« Quand on refuse, on dit non ! » aurait affirmé Samory Touré (vers 1830-1900), le fondateur de l'empire du Wassoulou qui résista pendant plus de 25 ans à la conquête française de l'Afrique de l'Ouest. Eh bien, la Malienne Aminata Dramane Traoré, 71 ans, militante altermondialiste et essayiste, a souvent dit « non », et continue de le faire. « Non » à ses compatriotes maliens, quand, en 2000, elle démissionne avec fracas du poste de ministre de la Culture et du Tourisme qu'elle occupait depuis trois ans pour retrouver sa liberté de parole. « Non » à la communauté internationale (et à l'Occident). « Non » à la mondialisation néolibérale, aux échanges inégaux et au néocolonialisme. « Non » à ce qu'elle appelle « le viol de l'imaginaire », titre d'un livre éponyme publié en 2001 (Fayard) où elle ne propose rien moins que de procéder au « lavage des cerveaux de l'élite politique et intellectuelle africaine ».

Car elle n'en doute pas : « Une autre Afrique est possible, une Afrique réconciliée avec elle-même, disposant pleinement de sa faculté de penser son propre avenir et de produire du sens. » Dans cet esprit, elle a joué un rôle majeur dans l'organisation du volet africain du Forum social mondial qui s'est tenu à Bamako en 2006 et où elle a fustigé les mesures d'austérité imposées à l'Afrique par ses bailleurs de fonds. « Non » encore à la mise au ban par la communauté internationale de Robert Mugabe, le dictateur du Zimbabwe, pourtant affameur de son peuple, ou de l'ancien président ivoirien Laurent Gbagbo actuellement incarcéré à La Haye dans l'attente de son procès devant la Cour pénale internationale.

« Oui » pour mieux dire « non »

Dans l'utilisation du « non », Aminata Dramane Traoré ne s'encombre ni de doutes ni de nuances. Pour elle, c'est une évidence, mieux, un crédo : les Occidentaux sont des donneurs de leçons qui font bien pire que ce qu'on reproche aux potentats africains.

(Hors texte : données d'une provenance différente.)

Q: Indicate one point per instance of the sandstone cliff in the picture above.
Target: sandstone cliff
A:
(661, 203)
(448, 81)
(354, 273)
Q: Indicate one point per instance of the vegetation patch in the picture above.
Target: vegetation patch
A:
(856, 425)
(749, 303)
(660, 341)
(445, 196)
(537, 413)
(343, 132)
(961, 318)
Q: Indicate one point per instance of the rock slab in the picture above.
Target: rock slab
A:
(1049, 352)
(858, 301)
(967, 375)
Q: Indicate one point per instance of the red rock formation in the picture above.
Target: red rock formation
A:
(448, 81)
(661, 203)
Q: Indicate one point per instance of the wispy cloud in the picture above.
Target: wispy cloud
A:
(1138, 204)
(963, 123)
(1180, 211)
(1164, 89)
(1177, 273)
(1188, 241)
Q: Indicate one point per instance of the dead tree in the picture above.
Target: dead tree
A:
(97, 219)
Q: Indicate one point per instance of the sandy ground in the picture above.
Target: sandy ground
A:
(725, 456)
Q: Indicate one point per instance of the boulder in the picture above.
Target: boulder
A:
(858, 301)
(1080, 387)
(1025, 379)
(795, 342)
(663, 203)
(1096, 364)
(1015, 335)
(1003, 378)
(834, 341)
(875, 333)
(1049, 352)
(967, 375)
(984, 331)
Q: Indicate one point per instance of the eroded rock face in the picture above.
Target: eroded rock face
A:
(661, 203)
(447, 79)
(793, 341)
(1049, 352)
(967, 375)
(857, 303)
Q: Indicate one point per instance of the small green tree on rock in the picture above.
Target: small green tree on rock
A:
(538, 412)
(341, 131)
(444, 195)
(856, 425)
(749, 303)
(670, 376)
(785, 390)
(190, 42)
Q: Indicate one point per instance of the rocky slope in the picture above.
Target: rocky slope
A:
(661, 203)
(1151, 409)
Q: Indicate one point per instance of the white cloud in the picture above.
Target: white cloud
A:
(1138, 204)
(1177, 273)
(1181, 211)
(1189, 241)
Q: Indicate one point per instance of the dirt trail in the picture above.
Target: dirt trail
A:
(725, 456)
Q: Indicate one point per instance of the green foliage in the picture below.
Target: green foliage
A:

D'où son « non » à l'opération Serval menée par la France au Mali à partir de janvier 2013 pour stopper la marche des djihadistes d'Aqmi sur Bamako. Pour elle, ce n'est que la volonté de l'ancienne métropole de recoloniser l'Afrique. « On nous a tout simplement volé notre pays », clame-t-elle alors avec vigueur, et tant pis pour la logique si c'est justement cette intervention militaire qui lui permet aujourd'hui de s'exprimer depuis Bamako… Mais pour cette femme issue d'un milieu modeste et formée à l'école française – elle est passée par l'Université de Caen et est docteur en psychopathologie –, les choses sont simples : les Occidentaux sont par nature coupables et les Africains victimes.

Adepte d'un féminisme de combat, elle n'hésite pas à poser sa candidature au poste de secrétaire général de l'Organisation des Nations unies (ONU) en juin 2016. « Je n'ai peut-être pas la tête de l'emploi, mais je m'invite dans ce débat », lance-t-elle, bravache. Avec son franc-parler habituel, celle qui sait très bien qu'elle n'a aucune chance d'être élue en profite pour dénoncer une ONU « otage des grandes puissances ». « La tâche sera inachevée si nous nous en tenons à la dénonciation des institutions financières en ignorant le bras militaire de la domination ». Donc, « oui » à la direction de l'ONU pour mieux lui dire « non ». On ne changera pas la redoutable Aminata.